Saturday, January 1, 2011

Enjoy the view, TCU ? but the last step to the top is a doozy

Nationally, TCU may be considered something of an upstart, but the reality is that it isn't accustomed to life as the underdog: The Horned Frogs have been favored to win 36 of their last 38 games, including every game this season. Even when they finally crashed the Bowl Championship Series for the first time last January, they were slight favorites against fellow overachiever Boise State in a battle of arrivistes.

Given the chance to play the role of David against Wisconsin's Goliath in this afternoon's Rose Bowl, then, the Frogs are playing it to the hilt. Defensive coordinator Dick Bumpas compared the match-up of his top-ranked unit against Wisconsin's thundering rushing attack to a ferrari in the path of a dump truck. Head coach Gary Patterson openly played up the program's humble roots on Friday, regaling reporters with tales of partitioning weight rooms for team meetings and walking a mile and a half to a non-existent practice field. "Since we started at TCU, everybody's been bigger and faster," he said. "After 10 years, we finally got to a point where all eyes of America are on them and getting the chance to prove what kind of program we have. … If only you knew where we came from."

Embracing the narrative is probably a healthier attitude than huffily pointing out that, in fact, oddsmakers have oddsmakers have installed the Frogs as a three-point favorite over the Badgers. Leave that part to me. TCU's presence in Pasadena today isn't only the pinnacle of an undefeated run through a limp schedule, but also of a decade-long rise that's clearly established it among the nation's heaviest hitters on an annual basis. True, the Frogs had just been exiled to the hinterlands by the crackup of the old Southwest Conference and were coming off a 1-10 disaster when Patterson joined new coach Dennis Franchione's staff as defensive coordinator in 1998. But they quickly rose to the top of the WAC, and then to the top of Conference USA after Patterson assumed the top job in 2001.

Since moving to the Mountain West in 2005, they've turned in five 11-win seasons, three conference championships, three straight top-10 finishes, two straight undefeated regular seasons and now a second consecutive BCS bid. They've spent 24 consecutive weeks in the top ten, and 14 straight in the top five. They bring in the nation's No. 1 total defense for the third year in a row. Next year, they'll be back with the big boys on a weekly basis. Is this really a program still playing to validate "the little guy," against an outfit with exactly the same number of wins over teams that finished in the top 25 (one) in the regular season?

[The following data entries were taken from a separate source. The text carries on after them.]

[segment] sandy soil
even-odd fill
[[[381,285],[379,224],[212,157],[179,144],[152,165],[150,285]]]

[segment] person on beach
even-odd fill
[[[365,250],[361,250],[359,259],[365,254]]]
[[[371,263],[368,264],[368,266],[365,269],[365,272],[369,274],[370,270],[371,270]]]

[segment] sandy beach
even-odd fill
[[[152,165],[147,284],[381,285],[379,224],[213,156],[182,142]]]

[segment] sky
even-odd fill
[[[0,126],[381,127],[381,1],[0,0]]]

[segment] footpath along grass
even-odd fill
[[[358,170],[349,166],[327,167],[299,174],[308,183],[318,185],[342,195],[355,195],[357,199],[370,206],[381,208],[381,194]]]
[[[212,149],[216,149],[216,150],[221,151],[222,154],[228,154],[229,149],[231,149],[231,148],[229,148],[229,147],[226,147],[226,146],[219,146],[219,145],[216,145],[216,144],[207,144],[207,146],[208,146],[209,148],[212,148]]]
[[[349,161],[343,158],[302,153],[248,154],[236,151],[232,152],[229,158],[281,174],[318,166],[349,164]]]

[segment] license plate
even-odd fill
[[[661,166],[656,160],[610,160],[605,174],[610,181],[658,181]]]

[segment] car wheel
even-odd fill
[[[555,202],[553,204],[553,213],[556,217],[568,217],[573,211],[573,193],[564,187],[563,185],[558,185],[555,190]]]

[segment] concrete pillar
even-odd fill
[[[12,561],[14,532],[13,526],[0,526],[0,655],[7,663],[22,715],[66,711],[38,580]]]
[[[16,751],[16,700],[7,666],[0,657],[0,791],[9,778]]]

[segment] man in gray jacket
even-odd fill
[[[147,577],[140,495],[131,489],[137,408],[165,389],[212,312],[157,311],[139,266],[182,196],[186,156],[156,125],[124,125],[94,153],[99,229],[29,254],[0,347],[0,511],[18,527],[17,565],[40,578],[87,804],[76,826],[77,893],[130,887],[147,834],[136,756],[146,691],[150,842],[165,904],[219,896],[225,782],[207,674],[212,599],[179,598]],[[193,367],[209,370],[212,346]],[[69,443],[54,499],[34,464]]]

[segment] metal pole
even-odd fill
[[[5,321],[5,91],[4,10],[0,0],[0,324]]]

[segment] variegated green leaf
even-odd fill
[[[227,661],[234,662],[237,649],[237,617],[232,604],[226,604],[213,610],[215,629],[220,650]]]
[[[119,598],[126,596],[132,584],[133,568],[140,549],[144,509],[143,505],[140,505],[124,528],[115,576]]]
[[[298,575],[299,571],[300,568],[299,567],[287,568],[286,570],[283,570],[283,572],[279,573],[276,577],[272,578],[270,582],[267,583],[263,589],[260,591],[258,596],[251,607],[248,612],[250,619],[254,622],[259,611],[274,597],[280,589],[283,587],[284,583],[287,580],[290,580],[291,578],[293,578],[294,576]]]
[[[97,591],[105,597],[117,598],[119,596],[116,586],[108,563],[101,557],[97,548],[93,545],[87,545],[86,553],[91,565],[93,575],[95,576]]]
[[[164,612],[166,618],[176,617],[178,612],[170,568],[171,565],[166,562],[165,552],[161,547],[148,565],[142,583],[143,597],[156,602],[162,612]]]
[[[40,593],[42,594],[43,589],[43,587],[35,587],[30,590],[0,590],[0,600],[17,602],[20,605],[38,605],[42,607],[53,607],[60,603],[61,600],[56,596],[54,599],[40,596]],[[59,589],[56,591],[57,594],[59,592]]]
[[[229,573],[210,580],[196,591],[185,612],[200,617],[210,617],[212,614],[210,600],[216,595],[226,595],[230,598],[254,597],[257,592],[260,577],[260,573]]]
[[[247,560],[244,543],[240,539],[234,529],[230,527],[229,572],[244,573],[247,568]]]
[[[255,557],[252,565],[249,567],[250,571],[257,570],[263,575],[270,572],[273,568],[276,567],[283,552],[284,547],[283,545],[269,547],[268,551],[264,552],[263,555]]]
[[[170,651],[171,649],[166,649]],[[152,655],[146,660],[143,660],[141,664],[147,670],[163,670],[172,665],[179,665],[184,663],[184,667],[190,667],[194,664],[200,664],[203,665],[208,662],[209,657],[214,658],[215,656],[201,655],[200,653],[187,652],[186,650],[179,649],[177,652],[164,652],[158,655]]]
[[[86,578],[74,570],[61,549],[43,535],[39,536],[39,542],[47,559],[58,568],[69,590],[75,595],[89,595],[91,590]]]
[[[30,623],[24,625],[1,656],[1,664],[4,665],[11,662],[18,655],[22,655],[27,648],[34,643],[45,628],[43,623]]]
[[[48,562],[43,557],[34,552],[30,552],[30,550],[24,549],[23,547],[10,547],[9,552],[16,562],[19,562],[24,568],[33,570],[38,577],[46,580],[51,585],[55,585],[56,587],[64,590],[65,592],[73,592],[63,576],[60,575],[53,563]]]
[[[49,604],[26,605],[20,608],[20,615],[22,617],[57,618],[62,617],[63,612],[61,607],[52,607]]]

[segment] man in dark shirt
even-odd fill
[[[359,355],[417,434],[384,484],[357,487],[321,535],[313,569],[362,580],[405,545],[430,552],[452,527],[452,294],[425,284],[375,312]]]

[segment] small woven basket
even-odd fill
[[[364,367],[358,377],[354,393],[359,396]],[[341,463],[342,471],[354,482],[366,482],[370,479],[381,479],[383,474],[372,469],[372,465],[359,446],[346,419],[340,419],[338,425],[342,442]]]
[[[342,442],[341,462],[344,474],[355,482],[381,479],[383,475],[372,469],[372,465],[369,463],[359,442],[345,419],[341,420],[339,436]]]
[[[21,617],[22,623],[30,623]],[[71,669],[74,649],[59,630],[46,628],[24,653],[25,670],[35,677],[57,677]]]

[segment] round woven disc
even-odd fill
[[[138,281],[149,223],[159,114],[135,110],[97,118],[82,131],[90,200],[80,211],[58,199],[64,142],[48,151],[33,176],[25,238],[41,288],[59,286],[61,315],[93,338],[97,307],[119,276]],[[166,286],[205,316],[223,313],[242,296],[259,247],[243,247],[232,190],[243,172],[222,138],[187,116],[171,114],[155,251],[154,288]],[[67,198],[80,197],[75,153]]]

For most of the non-football-obsessed country tuning in today for the ritual, yeah, probably. And even for many of the football-obsessed segments that haven't seen TCU (thanks again, crummy television contract), or remain determined to judge teams by the conference label, the "prove it" attitude against a rolling, 11-1 Big Ten co-champ is too ingrained to resist. It's possible, if things go really wrong, for one bad afternoon in the spotlight to undermine a decade of steady progress to the top.

Or at least, to very near the top: The two accomplishments that remain absent from the Horned Frogs' resumé under Patterson are a) A BCS win, and b) An undefeated season, including the bowl game. They missed their shot at both in last year's David-on-David loss at the hands of Boise State. This time, the opportunity to plant a purple flag on the summit is even clearer – and, with quarterback Andy Dalton and ten other senior starters set to move on after the game, the fall much steeper if they don't take advantage of it. TCU has built far too strong a foundation for one game to topple (even if that game is the Rose Bowl), but given what's at stake – a perfect season, a subversive claim on the national championship, and simply the biggest win in school history – the chance today in Pasadena is a logical conclusion that may not come again for a very long time.